Hands-on signing is a communication method that uses an adapted version of British Sign Language (BSL). The deafblind person feels what is being signed by placing their hands on top of the signer's hand.
Visual frame signing
Visual frame signing is another communication method that uses an adapted version of BSL. The signs are adapted to be signed in a smaller space to match the position and size of a deafblind person's remaining sight.
Hands-on signing and visual frame signing are often used by people with Usher syndrome after their vision has started to deteriorate, as they usually have BSL as their first language.
Braille and Moon
Braille uses a series of raised dots to represent letters or groups of letters. There are a wide range of Braille publications, as well as specially designed computers that allow you to type and print Braille documents.
Moon is a similar communication system to Braille, but rather than using dots it uses adapted capital letters that are simpler to feel.
In some cases of deafblindess, it may be possible to improve a person's vision using low vision aids, such as glasses, magnifying lenses and task lights. Specially designed items, such as telephones and keyboards, may also be beneficial to someone who is visually impaired.
Most computers have settings for people with reduced vision. Free software can also be downloaded from the Browsealoud website that reads aloud the text of speech-enabled websites. Most public information sites are speech enabled.
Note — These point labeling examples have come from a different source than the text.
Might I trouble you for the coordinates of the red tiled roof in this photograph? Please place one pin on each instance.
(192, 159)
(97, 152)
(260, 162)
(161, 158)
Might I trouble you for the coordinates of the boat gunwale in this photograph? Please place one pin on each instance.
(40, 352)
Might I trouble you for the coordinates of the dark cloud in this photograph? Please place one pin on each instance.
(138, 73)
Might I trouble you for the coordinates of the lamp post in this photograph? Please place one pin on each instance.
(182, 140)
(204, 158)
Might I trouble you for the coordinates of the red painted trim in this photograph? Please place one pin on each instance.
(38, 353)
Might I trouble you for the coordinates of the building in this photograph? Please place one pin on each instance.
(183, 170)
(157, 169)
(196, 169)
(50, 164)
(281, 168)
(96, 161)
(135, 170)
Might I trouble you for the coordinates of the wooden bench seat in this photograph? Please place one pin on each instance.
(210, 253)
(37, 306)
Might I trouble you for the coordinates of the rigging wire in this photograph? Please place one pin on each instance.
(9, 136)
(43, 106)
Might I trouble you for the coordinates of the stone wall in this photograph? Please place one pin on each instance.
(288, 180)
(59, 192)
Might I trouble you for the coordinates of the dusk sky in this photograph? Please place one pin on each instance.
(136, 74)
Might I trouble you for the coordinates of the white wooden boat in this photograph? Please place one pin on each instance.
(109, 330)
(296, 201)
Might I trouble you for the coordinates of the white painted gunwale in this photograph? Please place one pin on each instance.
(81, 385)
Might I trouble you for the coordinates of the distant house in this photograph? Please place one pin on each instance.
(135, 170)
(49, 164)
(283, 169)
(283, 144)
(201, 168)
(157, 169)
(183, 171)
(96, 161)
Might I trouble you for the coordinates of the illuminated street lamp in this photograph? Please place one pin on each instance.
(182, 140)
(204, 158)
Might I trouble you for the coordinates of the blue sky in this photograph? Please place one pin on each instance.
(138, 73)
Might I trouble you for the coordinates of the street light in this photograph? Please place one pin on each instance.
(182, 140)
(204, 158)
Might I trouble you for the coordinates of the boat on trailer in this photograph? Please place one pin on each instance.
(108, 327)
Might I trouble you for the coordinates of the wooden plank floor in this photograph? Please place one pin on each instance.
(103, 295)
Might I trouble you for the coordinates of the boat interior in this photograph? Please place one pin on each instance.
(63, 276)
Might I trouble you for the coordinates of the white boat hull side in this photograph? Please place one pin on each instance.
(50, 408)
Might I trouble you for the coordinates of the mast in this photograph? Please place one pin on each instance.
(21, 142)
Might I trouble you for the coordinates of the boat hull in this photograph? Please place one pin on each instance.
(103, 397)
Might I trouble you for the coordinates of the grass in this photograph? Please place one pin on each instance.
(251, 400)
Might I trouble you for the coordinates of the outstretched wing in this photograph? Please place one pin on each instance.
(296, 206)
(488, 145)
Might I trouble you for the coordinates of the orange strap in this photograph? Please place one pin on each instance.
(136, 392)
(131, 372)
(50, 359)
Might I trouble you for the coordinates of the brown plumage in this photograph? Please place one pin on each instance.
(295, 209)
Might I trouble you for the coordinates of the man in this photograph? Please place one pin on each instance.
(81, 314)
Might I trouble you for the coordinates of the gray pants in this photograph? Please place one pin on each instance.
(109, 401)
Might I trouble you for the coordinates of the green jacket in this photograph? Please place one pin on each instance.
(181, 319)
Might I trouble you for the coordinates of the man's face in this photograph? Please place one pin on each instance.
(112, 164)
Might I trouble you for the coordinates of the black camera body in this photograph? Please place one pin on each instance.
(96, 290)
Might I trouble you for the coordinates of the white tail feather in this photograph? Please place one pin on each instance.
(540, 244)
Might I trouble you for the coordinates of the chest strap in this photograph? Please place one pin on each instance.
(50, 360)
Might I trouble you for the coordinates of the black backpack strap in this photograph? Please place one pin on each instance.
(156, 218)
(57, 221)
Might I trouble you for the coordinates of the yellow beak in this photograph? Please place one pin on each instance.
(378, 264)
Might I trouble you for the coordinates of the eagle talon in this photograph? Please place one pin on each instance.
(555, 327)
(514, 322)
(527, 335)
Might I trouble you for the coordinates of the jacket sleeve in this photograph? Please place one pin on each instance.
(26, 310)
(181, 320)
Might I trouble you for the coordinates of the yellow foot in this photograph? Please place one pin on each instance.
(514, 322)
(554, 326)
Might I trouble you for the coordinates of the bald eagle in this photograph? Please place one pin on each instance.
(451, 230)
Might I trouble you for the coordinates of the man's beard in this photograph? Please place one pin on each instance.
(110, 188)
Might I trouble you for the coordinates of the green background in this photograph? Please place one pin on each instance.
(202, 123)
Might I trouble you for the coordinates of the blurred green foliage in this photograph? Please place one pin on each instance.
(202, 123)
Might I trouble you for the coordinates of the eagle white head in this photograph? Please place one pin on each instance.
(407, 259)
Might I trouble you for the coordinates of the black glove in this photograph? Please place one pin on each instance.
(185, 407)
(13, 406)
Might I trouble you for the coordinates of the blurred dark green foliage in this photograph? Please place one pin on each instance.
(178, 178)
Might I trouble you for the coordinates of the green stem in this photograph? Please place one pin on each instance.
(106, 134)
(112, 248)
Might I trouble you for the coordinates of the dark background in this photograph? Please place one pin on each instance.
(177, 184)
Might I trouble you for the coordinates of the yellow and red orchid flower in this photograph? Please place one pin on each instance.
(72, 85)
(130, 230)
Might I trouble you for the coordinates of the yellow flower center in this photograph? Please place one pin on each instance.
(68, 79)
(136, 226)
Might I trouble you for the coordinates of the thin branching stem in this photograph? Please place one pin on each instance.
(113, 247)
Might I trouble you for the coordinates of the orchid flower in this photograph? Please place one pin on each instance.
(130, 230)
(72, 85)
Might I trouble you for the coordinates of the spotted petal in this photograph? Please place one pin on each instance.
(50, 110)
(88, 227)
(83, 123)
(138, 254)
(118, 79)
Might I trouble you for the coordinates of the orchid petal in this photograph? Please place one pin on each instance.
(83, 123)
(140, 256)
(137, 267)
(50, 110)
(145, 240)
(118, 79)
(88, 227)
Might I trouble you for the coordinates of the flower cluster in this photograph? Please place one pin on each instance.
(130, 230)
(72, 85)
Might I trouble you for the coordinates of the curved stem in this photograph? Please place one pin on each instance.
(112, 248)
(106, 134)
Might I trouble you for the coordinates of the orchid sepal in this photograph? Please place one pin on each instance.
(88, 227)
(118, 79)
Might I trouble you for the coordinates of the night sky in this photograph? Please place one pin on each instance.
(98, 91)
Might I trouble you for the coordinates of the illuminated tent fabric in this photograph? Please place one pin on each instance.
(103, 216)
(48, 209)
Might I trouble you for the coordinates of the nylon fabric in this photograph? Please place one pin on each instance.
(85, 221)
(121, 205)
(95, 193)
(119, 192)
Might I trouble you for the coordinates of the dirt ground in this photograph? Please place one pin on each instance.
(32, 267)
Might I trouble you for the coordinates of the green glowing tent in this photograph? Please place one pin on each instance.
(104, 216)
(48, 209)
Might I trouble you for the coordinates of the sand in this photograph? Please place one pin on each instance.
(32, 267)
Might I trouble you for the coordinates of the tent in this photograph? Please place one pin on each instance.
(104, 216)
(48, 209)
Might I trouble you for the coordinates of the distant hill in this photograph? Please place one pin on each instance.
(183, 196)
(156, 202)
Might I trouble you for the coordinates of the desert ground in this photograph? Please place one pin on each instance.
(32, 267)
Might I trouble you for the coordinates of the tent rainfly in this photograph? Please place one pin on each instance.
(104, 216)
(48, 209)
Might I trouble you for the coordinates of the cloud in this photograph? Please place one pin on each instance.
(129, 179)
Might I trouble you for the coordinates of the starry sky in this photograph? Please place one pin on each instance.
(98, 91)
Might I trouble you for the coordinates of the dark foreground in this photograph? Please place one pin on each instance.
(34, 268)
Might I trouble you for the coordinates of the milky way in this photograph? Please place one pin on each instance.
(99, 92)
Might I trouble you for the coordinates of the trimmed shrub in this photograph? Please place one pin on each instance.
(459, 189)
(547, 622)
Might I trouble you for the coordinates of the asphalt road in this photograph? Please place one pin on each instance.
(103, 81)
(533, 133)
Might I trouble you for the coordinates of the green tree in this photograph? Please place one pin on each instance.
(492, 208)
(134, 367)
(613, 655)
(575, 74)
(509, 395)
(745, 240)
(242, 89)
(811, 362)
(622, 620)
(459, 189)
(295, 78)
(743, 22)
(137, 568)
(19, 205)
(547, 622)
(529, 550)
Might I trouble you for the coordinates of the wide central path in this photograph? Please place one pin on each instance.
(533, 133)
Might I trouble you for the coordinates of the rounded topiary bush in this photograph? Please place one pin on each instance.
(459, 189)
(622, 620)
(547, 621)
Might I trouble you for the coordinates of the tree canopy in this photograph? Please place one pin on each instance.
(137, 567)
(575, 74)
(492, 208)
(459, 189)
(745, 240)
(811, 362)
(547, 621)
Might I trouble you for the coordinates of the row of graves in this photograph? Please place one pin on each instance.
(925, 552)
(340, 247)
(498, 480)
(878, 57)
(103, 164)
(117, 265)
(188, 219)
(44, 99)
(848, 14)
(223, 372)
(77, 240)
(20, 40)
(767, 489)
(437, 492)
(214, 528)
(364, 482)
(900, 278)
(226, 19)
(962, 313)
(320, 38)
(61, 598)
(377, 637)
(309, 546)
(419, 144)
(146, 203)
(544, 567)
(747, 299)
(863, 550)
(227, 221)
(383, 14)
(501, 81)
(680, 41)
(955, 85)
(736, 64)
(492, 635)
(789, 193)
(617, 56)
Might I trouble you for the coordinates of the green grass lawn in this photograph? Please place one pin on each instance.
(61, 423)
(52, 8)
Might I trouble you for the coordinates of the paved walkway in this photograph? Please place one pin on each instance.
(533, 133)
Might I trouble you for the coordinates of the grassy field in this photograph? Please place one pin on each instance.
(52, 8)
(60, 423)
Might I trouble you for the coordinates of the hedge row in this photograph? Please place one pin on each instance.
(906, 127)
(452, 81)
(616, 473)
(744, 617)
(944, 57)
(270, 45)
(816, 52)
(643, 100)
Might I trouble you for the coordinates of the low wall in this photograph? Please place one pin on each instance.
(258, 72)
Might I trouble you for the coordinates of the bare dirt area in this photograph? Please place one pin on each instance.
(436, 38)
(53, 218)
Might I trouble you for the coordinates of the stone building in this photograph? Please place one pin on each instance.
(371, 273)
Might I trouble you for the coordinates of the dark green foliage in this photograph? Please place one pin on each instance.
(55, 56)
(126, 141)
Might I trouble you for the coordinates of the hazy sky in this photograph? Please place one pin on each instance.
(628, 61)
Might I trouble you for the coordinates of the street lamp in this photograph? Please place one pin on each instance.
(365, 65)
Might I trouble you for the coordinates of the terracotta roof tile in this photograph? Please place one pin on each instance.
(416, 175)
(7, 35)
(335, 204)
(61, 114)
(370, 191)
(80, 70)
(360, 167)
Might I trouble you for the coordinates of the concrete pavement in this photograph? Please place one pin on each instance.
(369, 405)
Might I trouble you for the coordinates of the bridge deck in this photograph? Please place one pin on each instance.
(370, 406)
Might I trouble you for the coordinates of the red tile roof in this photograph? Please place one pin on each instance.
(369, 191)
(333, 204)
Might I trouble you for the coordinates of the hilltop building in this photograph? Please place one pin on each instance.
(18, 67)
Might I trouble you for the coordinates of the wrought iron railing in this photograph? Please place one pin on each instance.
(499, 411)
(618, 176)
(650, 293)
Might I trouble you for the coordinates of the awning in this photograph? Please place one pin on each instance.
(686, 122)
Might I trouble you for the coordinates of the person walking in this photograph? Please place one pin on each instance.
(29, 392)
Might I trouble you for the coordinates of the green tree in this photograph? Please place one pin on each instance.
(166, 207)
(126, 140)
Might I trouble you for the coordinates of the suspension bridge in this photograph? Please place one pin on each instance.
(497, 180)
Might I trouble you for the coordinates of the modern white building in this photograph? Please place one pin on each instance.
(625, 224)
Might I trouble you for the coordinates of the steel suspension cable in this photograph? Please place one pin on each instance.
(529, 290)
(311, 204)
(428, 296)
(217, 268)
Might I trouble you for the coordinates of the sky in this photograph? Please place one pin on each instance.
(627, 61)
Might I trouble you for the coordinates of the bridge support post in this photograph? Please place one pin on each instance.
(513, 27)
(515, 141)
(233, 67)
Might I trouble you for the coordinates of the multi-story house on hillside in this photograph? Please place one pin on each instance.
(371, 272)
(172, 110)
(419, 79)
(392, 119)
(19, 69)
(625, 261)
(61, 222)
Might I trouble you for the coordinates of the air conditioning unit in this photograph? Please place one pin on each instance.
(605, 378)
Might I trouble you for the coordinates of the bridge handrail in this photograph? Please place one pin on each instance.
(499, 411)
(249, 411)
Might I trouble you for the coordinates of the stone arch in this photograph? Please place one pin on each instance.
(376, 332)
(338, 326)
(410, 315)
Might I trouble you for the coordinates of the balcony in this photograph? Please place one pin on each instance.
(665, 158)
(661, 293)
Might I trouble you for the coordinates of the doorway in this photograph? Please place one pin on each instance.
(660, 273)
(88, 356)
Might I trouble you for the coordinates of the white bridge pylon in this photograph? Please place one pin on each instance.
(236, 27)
Many libraries stock a selection of large-print books and 'talking books', where the text is read aloud and recorded onto a CD.
Hearing aids and implants
A person's hearing can often be improved by using a hearing aid. Hearing aids use a microphone to pick up sound and an amplifier to make it louder.
Various types of hearing aids are available to suit different types of hearing loss. An audiologist will recommend the most suitable type after they have tested your hearing.
Read more about hearing aids and cochlea implants.
Some conditions that affect hearing and vision can be treated using medication or surgery. For example:
- cataracts can often be treated by surgically implanting an artificial lens in the eye; read more about cataract surgery
- glaucoma can often be treated using eyedrops and laser surgery; read more about treating glaucoma
- diabetic retinopathy can be treated in the early stages using laser surgery; read more about treating diabetic retinopathy
Accumulated earwax is one of the most common causes of hearing loss and can often be easily treated with ear drops.